Novels And Literature Before Woolf's Time example essay topic
Then I may tell you that the next words I read were these- 'Chloe liked Olivia... ' Do not start. Do not blush. Let us admit in the privacy of our own society that these things sometimes happen. Sometimes women do like women". -Virgina Woolf, A Room of One's Own This quote so interests me because it gets at the views on homosexuality not just of Virgina Woolf's time, but of the views of many centuries before her.
Only recently has the issue of homosexuality been publicly discussed and debated, and even now there are still many who are uncomfortable or against the subject. Therefore, with a subject that is still so adamantly argued today, one can only expect that the ideas were even more narrow-minded concerning homosexuality dating back for centuries. Historically, the subject of homosexuality has been kept very hidden and private from the public. Obviously the idea and practice of homosexuality has existed for centuries, if not since the caveman, but the degree with which one was free to discuss it has changed dramatically. As reference, for example, we know that Sappho was a lesbian based on her letters and poems to women, but she could never come out and express such an idea openly to the public. The paragraph directly following this quote from A Room of One's Own begins, "it struck me how immense a change was there.

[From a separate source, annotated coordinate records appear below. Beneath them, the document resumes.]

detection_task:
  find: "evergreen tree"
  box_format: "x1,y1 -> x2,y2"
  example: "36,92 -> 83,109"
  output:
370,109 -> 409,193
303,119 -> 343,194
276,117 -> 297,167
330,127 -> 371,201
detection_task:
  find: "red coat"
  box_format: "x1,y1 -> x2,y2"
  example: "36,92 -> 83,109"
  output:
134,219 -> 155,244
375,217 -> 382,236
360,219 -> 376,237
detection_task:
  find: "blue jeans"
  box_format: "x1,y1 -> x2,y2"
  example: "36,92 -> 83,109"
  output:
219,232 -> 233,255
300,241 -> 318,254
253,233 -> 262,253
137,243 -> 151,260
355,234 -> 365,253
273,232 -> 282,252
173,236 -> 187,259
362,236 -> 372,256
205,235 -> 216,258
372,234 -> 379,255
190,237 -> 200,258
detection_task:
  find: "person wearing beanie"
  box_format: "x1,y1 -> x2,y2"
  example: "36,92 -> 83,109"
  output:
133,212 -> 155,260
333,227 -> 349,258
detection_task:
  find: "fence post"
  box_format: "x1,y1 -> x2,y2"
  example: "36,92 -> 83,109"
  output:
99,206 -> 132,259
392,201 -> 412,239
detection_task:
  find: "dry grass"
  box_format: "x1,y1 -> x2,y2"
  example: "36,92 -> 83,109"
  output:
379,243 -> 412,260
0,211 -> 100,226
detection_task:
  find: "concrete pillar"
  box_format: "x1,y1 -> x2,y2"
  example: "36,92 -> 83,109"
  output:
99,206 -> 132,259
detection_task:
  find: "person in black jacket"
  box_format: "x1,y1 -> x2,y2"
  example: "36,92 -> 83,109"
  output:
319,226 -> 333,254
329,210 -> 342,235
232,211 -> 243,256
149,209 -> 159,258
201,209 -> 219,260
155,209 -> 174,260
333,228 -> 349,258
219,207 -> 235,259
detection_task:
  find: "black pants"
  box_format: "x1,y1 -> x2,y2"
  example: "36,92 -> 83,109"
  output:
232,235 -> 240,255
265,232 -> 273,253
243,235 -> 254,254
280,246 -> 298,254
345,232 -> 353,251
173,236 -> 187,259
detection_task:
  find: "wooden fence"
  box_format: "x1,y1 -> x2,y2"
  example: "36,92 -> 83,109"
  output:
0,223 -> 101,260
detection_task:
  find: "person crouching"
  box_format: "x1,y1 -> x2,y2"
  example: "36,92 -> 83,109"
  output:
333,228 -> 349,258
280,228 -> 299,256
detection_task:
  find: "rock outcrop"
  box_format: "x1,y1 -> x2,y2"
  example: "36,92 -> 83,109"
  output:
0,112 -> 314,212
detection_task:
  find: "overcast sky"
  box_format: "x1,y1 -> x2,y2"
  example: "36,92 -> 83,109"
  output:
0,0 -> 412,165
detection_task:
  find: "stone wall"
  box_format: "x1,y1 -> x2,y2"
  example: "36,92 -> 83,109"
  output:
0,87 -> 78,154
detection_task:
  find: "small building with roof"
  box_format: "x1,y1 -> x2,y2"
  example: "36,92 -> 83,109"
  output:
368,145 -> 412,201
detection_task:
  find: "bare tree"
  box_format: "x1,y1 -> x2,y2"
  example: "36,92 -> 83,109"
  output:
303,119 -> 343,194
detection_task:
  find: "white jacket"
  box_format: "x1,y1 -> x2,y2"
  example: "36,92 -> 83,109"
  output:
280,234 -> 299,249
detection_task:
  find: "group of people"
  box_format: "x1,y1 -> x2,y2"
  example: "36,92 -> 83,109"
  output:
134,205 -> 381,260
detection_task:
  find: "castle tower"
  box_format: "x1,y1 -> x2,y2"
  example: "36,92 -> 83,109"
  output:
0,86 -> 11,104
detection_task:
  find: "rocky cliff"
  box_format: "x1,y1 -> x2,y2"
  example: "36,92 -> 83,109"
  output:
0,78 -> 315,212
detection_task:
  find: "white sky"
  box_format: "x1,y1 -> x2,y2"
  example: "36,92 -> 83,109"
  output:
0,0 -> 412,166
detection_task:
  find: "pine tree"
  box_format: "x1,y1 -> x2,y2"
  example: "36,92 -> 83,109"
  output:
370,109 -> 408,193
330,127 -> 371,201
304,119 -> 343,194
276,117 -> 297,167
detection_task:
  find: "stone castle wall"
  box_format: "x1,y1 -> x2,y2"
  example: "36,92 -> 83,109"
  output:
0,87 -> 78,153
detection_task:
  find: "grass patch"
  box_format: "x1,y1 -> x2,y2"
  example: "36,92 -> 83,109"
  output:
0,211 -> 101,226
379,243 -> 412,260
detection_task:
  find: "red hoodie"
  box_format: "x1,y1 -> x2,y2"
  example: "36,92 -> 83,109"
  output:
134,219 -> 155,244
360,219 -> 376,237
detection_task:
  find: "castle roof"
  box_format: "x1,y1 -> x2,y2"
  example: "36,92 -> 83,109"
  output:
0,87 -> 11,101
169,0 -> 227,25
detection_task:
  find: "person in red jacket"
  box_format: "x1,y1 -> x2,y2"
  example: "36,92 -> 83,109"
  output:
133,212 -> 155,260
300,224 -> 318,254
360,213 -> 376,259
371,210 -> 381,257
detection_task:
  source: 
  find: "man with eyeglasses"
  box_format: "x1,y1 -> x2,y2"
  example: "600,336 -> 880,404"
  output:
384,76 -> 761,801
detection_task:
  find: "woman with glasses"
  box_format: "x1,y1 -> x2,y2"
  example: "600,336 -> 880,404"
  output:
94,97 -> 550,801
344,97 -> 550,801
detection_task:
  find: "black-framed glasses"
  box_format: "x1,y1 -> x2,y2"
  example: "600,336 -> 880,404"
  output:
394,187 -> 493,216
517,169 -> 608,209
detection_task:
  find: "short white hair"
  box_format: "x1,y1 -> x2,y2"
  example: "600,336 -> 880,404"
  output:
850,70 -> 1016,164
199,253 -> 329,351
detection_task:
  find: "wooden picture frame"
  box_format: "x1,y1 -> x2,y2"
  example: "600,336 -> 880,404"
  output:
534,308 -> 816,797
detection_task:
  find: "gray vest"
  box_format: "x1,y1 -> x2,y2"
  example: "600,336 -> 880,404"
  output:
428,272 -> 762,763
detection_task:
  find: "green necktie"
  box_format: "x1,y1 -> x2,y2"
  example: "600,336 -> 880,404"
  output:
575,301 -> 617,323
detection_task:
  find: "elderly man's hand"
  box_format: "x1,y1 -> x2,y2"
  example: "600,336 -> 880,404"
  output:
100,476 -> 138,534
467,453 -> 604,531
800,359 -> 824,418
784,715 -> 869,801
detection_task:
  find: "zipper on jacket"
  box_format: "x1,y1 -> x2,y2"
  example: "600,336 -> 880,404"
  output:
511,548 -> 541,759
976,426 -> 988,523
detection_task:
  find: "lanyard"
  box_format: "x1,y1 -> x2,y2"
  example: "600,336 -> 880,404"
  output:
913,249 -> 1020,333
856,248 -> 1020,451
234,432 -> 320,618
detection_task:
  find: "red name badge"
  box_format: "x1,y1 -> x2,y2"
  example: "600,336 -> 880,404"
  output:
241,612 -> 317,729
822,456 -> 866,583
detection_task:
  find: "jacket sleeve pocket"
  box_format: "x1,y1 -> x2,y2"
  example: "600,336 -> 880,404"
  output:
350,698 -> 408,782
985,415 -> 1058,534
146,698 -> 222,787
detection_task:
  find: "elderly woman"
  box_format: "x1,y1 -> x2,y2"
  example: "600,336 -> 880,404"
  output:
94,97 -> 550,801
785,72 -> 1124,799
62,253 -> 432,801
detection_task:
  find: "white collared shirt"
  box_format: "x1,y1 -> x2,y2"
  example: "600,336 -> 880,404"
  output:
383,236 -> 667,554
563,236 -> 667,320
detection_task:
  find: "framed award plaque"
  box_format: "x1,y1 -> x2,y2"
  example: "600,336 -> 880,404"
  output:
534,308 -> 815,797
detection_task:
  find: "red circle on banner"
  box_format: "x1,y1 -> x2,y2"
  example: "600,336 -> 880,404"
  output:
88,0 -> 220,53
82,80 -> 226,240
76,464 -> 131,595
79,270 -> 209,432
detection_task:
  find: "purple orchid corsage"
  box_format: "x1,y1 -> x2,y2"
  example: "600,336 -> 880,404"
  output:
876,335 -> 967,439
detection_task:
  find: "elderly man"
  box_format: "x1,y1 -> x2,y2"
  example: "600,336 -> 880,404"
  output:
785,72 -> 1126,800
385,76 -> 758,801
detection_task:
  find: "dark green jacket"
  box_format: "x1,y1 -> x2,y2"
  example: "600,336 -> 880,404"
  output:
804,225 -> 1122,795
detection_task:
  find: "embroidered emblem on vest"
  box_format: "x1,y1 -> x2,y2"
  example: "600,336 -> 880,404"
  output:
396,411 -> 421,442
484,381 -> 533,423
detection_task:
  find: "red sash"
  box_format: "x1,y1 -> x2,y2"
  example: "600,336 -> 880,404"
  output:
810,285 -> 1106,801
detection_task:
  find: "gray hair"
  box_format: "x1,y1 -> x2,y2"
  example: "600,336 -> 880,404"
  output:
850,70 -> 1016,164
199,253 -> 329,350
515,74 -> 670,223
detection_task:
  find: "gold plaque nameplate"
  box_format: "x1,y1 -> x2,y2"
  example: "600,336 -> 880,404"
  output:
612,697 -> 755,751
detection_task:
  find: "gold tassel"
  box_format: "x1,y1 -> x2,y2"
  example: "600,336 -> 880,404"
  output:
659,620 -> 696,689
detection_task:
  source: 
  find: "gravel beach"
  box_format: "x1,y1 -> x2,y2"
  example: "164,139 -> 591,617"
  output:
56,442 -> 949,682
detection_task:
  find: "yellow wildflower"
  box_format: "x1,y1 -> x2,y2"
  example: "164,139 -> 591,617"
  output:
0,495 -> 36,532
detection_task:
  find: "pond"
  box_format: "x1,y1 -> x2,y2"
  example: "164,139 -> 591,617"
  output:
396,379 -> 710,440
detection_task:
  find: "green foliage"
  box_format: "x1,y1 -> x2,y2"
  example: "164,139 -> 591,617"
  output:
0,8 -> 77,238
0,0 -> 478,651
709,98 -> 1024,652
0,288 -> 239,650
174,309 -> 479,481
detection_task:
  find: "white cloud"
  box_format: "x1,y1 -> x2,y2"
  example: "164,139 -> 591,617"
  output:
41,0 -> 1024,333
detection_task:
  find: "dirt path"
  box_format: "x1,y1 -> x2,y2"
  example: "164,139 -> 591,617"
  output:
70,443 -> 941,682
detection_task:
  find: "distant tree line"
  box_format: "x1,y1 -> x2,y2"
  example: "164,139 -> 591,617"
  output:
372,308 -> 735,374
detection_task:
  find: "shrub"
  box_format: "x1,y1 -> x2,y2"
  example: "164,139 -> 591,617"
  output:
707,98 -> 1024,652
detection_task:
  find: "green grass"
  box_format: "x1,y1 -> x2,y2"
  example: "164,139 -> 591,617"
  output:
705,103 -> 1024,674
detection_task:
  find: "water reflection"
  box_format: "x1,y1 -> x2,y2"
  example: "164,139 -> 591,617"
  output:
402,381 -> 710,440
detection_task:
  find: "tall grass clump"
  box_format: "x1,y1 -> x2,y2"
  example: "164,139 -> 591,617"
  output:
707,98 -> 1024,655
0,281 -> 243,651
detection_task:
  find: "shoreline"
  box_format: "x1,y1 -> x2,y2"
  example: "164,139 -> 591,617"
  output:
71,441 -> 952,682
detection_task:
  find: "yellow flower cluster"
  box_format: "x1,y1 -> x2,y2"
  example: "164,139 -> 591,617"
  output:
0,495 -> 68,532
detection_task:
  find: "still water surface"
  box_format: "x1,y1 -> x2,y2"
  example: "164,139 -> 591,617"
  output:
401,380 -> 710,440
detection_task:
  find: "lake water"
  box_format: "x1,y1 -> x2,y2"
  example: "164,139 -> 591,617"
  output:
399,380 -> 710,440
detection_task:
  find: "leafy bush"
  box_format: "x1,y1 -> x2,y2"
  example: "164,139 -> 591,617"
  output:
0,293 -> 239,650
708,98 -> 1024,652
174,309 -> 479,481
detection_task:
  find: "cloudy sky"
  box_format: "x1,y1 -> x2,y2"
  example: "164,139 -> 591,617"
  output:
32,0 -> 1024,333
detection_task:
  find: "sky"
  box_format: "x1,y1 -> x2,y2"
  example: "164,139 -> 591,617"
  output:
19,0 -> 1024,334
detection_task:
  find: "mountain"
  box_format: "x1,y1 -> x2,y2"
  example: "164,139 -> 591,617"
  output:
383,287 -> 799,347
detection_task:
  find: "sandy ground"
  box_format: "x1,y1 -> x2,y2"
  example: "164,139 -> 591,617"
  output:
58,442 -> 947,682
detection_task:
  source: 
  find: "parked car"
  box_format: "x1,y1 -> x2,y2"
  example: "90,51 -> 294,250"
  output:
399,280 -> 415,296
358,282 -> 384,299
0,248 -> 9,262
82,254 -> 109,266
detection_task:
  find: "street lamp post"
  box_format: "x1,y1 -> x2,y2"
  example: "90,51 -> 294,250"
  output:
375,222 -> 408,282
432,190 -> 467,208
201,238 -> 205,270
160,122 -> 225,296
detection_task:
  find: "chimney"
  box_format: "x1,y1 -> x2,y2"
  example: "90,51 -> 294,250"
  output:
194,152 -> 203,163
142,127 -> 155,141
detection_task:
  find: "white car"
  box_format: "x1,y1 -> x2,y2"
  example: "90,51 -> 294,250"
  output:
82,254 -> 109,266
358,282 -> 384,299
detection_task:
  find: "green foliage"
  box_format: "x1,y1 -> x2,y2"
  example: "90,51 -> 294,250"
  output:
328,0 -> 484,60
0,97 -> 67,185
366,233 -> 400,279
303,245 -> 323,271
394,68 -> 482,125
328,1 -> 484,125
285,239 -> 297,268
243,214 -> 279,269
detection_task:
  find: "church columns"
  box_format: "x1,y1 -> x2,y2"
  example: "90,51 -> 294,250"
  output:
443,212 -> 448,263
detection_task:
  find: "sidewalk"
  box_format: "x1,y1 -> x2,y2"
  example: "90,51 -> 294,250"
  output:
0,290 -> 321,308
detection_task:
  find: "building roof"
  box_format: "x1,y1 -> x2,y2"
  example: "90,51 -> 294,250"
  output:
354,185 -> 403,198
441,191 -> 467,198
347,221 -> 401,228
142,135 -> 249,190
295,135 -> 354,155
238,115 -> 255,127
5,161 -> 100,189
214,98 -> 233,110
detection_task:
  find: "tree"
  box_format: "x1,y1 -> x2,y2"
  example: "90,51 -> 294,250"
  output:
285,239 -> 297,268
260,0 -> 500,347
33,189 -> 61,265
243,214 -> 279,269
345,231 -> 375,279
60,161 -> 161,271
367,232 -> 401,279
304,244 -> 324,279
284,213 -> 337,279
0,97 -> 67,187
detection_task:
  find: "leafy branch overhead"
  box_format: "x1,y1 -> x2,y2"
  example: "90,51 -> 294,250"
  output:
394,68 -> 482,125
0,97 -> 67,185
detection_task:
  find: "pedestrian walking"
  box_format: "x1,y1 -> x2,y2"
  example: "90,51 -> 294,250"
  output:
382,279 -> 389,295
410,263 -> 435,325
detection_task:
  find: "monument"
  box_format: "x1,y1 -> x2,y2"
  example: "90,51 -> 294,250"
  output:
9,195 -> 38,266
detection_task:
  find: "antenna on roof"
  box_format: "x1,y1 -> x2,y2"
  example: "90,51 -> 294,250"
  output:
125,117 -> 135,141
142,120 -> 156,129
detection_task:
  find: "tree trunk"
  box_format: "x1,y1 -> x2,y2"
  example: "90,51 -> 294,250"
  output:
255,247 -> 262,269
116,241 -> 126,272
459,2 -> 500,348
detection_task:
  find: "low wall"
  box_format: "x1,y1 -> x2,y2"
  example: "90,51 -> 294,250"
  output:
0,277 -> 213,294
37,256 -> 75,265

Chloe liked Olivia perhaps for the first time in literature. Cleopatra did not like Olivia". This demonstrates that in Woolf's time even the idea of discussing homosexuality in a public forum was revolutionary. As she describes, never before had there been a novel where a girl was in love with a girl or even a man was in love with a man.
Additionally, in her preface to the actual discussion of homosexuality in literature, she makes the point of glancing around the metaphorical room of readers in order to ensure that there are no men around. This seems indicative of the ideas of the time, as though some of these ideas were finally able to be discussed in literature, the idea of discussing it with men was still considered taboo. The idea of homosexuality is not only noticeable in its existence, as Mary Carmichael's book discusses new territory, but also in the idea of its nonexistence in literature up to that point. While Sappho's poems are one instance to which this might not completely apply, for the most part, especially in novels and literature before Woolf's time, there was virtually no mention of homosexuality.
As Woolf's last quote ends, "Cleopatra did not like Olivia". She then goes on to say "how completely Antony and Cleopatra would have been altered if she had done so!" This thought, that all of literature could be altered if the relationships were about two females instead of a male and a female, is a mind-boggling one. As much of literature concerning the female gender, as Woolf points out, is concerned with their relationship with men, how would this effect the entire dynamic of the great classics? Thus the issue of homosexuality is a bigger one than at first meets the eye, for not only is it a matter of the times and the historical implications of speaking out concerning homosexuality, but a matter of the creation of relationships developed within the novels. If literature had focused on homosexual instead of heterosexual relationships, would the issue of the relationship between men and women play as elemental a role, either in literature or in life in general?